11 x 8 ½ TLS, Tucson, Arizona, March 23 1962, to Mr. Ralph Block, Washington DC, thanking him for his note and an interesting quotation. Krutch states that in his “young days we all read and admired ‘The Freeman’.” With envelope.

RALPH J. BLOCK (1889-1974) was an American film producer in the 1920s and became a full-time screenwriter in 1930. He is famous for being President of the Screen Writers Guild 1934-35. In 1940 he received an Honorary Academy Award for his dedicated work for the Motion Picture Relief Fund.
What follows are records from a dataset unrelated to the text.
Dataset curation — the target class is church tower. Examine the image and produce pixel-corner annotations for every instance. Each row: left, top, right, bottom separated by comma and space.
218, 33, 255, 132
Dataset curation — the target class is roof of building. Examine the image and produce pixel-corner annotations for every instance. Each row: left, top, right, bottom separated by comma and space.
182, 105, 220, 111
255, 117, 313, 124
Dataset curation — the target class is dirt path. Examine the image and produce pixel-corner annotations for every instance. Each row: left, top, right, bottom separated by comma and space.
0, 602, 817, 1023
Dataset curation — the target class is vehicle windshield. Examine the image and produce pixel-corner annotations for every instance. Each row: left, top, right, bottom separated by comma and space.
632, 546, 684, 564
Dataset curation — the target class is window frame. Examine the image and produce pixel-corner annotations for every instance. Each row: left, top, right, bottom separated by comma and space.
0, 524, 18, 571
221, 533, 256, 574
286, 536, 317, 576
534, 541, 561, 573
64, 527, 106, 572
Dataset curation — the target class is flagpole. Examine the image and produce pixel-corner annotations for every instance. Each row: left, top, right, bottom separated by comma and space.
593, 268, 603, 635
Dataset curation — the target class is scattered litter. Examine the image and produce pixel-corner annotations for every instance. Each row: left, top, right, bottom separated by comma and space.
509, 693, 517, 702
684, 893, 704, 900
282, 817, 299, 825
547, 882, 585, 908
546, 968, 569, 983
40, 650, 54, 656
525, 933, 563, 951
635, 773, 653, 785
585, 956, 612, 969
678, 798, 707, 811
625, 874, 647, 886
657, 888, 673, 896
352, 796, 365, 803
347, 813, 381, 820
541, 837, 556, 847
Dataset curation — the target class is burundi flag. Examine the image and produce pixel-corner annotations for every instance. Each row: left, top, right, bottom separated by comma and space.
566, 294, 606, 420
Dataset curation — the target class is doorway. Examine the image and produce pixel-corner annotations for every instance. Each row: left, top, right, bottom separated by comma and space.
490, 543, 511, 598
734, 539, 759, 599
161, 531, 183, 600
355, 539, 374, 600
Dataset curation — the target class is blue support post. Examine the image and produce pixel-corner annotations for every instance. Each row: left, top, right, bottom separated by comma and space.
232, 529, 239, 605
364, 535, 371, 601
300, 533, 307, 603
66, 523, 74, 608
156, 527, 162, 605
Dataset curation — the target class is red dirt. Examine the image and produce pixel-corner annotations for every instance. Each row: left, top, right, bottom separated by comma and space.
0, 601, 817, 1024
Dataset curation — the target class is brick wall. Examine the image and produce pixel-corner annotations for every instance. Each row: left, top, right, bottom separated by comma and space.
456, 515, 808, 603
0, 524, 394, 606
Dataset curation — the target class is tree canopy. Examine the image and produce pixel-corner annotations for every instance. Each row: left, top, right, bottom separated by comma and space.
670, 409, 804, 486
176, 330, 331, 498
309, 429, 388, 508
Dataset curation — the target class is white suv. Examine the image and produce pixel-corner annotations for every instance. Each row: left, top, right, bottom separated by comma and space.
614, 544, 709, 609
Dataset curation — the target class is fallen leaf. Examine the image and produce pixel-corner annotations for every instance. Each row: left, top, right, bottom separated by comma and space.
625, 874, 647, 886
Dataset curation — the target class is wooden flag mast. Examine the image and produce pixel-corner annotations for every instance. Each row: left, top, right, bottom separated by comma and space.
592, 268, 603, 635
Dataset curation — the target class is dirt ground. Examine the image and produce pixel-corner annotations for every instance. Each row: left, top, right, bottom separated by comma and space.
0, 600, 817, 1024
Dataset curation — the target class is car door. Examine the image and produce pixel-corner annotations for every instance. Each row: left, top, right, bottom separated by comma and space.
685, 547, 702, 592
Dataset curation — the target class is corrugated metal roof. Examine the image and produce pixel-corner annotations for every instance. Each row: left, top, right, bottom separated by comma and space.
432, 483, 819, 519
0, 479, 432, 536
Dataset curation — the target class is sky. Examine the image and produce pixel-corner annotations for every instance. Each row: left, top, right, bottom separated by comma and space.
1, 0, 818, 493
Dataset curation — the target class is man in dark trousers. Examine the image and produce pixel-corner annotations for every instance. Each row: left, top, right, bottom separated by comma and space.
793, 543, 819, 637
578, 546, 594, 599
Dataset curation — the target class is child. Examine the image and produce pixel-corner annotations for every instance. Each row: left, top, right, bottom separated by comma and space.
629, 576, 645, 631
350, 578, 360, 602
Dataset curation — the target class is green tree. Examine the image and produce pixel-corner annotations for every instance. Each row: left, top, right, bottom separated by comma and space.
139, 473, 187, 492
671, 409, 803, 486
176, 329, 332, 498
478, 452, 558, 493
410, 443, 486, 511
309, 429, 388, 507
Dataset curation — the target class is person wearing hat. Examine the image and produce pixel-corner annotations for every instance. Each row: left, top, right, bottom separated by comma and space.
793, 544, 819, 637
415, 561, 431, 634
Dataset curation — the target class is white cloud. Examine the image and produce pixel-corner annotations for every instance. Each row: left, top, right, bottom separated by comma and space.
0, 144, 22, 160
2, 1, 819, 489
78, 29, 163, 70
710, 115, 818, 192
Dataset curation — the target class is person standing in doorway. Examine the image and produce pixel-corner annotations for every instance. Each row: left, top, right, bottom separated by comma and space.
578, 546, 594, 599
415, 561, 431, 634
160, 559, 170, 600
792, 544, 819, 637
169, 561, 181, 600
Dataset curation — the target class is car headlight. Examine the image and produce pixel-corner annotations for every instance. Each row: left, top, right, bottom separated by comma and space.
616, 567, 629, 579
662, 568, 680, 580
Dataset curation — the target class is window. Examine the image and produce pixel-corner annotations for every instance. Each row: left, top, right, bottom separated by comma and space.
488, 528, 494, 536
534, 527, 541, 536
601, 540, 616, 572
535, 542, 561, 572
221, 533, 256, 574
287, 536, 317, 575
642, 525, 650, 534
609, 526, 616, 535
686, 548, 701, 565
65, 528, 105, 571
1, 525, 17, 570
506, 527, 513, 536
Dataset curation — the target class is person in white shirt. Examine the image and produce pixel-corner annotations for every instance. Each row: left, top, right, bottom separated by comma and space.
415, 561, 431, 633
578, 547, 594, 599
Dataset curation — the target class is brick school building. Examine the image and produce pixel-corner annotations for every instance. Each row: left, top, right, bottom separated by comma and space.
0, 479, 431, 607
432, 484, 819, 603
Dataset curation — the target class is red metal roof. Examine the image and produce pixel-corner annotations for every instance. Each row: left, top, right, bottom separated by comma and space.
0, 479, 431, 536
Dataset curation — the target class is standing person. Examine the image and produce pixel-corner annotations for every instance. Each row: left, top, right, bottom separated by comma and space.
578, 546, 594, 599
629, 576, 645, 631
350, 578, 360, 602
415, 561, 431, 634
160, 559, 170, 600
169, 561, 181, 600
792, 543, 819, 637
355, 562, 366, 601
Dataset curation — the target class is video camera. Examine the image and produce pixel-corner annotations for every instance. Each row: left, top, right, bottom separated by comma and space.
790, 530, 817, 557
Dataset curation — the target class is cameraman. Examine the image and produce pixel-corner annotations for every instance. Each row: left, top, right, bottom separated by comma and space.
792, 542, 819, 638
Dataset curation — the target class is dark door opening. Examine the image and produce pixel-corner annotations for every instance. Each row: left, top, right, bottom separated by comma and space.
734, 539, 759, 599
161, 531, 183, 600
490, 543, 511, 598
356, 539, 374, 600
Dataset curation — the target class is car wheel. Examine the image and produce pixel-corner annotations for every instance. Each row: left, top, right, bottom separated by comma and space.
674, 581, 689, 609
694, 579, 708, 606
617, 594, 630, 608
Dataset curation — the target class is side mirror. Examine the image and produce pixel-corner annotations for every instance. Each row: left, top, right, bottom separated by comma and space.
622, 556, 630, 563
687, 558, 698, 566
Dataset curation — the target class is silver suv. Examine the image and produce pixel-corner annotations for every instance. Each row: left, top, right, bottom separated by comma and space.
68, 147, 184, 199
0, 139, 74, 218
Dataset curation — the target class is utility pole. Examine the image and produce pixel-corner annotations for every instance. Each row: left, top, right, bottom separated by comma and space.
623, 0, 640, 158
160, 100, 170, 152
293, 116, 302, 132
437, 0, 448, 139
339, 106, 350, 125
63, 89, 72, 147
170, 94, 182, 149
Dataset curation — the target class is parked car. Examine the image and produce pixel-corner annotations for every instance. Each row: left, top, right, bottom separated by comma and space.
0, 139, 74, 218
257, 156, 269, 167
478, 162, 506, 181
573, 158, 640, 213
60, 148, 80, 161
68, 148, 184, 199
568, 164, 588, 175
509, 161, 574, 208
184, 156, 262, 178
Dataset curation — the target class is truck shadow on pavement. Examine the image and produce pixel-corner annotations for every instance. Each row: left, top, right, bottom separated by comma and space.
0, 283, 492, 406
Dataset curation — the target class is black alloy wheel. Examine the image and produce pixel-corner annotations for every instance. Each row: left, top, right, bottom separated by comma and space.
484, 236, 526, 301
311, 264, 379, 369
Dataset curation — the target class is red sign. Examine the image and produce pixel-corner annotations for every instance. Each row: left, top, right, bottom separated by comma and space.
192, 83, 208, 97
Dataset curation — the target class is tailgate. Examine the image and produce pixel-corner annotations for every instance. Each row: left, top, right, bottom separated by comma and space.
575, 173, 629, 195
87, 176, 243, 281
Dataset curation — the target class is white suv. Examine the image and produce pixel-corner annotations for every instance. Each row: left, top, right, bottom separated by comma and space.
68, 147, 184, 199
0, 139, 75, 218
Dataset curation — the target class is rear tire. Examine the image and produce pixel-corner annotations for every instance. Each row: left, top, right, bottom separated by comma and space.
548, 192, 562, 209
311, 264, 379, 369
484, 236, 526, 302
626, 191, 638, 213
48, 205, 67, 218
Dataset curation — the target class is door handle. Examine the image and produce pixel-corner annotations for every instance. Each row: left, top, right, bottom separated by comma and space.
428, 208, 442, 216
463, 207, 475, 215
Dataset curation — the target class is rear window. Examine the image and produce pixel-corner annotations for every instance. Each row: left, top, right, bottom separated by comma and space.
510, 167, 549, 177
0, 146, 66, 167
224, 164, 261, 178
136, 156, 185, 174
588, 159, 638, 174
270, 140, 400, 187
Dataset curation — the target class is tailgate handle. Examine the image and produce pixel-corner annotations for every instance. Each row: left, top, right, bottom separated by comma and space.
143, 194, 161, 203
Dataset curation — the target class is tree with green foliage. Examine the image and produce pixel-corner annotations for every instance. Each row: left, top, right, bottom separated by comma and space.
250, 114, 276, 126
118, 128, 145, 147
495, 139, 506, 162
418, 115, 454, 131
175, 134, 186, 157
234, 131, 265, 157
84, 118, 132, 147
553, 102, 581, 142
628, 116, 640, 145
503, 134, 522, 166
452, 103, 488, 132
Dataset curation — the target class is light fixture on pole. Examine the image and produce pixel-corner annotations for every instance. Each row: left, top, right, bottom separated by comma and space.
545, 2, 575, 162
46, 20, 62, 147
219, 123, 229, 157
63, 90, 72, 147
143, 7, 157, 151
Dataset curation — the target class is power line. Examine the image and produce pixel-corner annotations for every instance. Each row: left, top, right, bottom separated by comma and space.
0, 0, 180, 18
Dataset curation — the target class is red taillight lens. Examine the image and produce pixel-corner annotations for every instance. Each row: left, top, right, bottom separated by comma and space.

Krutch’s reference to “The Freeman” is likely one of two magazines so named. Libertarian author and social critic Albert Jay Nock edited a weekly magazine called “The Freeman” 1920-24. Contributors included Conrad Aiken, Charles A. Beard, John Dos Passos, Thomas Mann, Lewis Mumford, Bertrand Russell, Carl Sandburg, and Lincoln Steffens. It was revived 1930-31. In 1937, Frank Chodorov began another magazine called The Freeman, a monthly magazine promoting the philosophy of Henry George and published by the Henry George School of Social Science. While not a revival of Nock’s magazine, Nock was an occasional contributor. In 1942, Chodorov was dismissed by the Henry George School over political differences and in 1943 the magazine was renamed “The Henry George News”.”